ハバンロがレイーラと俺の所に飛んできた。


「無茶をしましたな。」


「でも暗魔法なら、聖魔法に弱いはずだから…。私なら、結局入れないから、乗っ取られないでしょう?」


「そうとは限らないよ。まだわからない部分が大きい。結果オーライではあったけど。」


ペンダントは完全に砕けていた。拾い上げ、カッシーの方を見たが、彼女は、ナンとシャランに声をかけていた。
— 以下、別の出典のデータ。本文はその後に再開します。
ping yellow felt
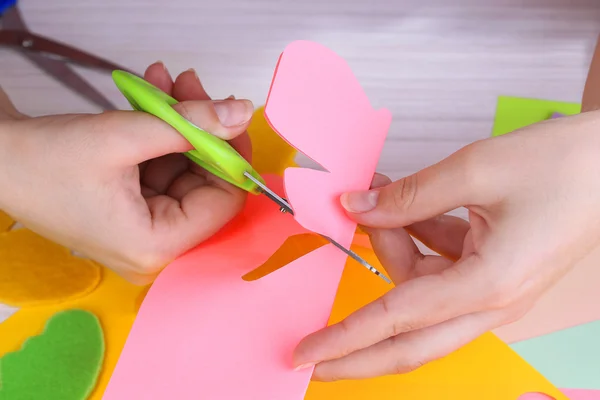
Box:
[0,210,15,232]
[305,245,567,400]
[0,268,146,400]
[248,107,297,176]
[0,229,100,307]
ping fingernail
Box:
[294,363,316,371]
[213,100,254,127]
[340,190,379,213]
[154,60,171,76]
[185,68,200,81]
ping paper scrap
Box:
[105,42,390,400]
[248,107,297,176]
[306,246,567,400]
[104,175,346,400]
[0,310,104,400]
[0,229,100,307]
[511,321,600,390]
[519,389,600,400]
[492,96,581,136]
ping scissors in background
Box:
[0,0,137,110]
[113,70,391,283]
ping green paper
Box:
[0,310,104,400]
[511,321,600,390]
[492,96,600,389]
[492,96,581,136]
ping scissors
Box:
[0,0,137,110]
[112,70,391,283]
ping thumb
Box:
[99,100,254,164]
[341,143,493,228]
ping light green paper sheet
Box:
[492,96,600,389]
[511,321,600,389]
[492,96,581,136]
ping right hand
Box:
[294,111,600,380]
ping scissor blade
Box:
[244,172,392,283]
[23,52,117,111]
[321,235,392,283]
[0,29,137,75]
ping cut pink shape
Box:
[519,389,600,400]
[265,41,392,242]
[104,42,390,400]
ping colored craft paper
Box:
[0,310,104,400]
[248,107,297,176]
[0,268,144,400]
[0,229,100,307]
[242,233,328,281]
[265,41,391,246]
[104,176,352,400]
[306,246,566,400]
[519,389,600,400]
[511,321,600,390]
[493,96,600,342]
[105,42,390,400]
[492,96,581,136]
[0,210,15,232]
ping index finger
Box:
[341,138,502,228]
[294,256,486,366]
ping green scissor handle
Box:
[112,71,264,194]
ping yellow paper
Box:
[305,245,567,400]
[0,210,15,232]
[0,229,100,307]
[248,107,297,176]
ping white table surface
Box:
[0,0,600,336]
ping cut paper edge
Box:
[511,321,600,390]
[518,389,600,400]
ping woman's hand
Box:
[294,112,600,381]
[0,63,253,284]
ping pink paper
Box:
[519,389,600,400]
[494,247,600,343]
[265,41,392,246]
[104,42,390,400]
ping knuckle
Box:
[487,279,518,310]
[376,296,416,338]
[392,174,418,211]
[392,355,427,375]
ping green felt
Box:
[0,310,104,400]
[510,321,600,389]
[492,96,581,136]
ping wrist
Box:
[0,119,22,210]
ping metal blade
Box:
[244,172,392,283]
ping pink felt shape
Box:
[104,42,389,400]
[519,389,600,400]
[265,41,391,241]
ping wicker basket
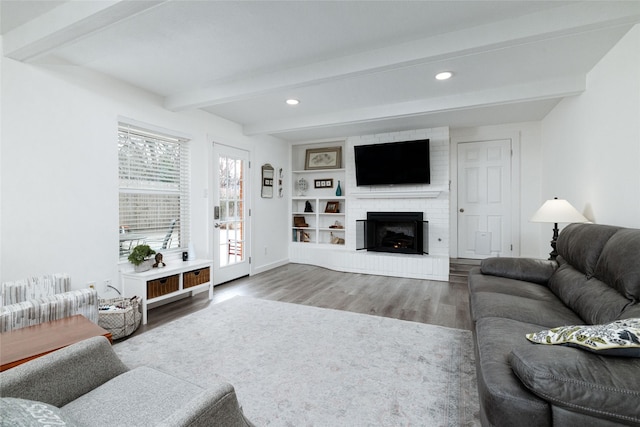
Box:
[98,297,142,340]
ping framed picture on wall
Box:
[313,178,333,188]
[324,200,340,213]
[304,147,342,170]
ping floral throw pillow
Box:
[526,318,640,357]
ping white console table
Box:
[122,260,213,325]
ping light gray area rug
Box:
[114,297,480,426]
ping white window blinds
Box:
[118,124,190,258]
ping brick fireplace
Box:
[356,212,429,255]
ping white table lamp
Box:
[531,197,589,260]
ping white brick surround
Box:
[289,127,450,281]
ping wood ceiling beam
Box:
[3,0,166,62]
[164,2,640,111]
[243,76,586,135]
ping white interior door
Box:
[457,139,513,259]
[212,143,251,285]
ファイスもやって来た。俺は、怪我はないかと聞いたあと、


「解決したと考える事にしても、やっぱり後味がすっきりしないな。」


と言った。だが、ファイスは、静かに、自分が来た方を指し示した。


「そうでもないぞ。」


そこには、フーロンとユーノがいた。フーロンは、ユーノにしがみつくようにして、


「ごめん。」「悪かった。」「無事で良かった。」と並べている。泣き声だ。ユーノは、少し躊躇っていたが、フーロンの頭を撫でていた。


夜なのに、妙に明るいと思ったら、ここは人工の明かり(魔法動力のものではないようだ。)にライトアップされた、庭園だった。彫刻の施された、背の高い明かり、花壇は手入れなく、雑草だらけだったが。昔は美しい物だったのだろう。


俺は、ペンダントを光にかざしてみた。


かつて美しかった、「形見」の石は、欠片も残さず、消えていた。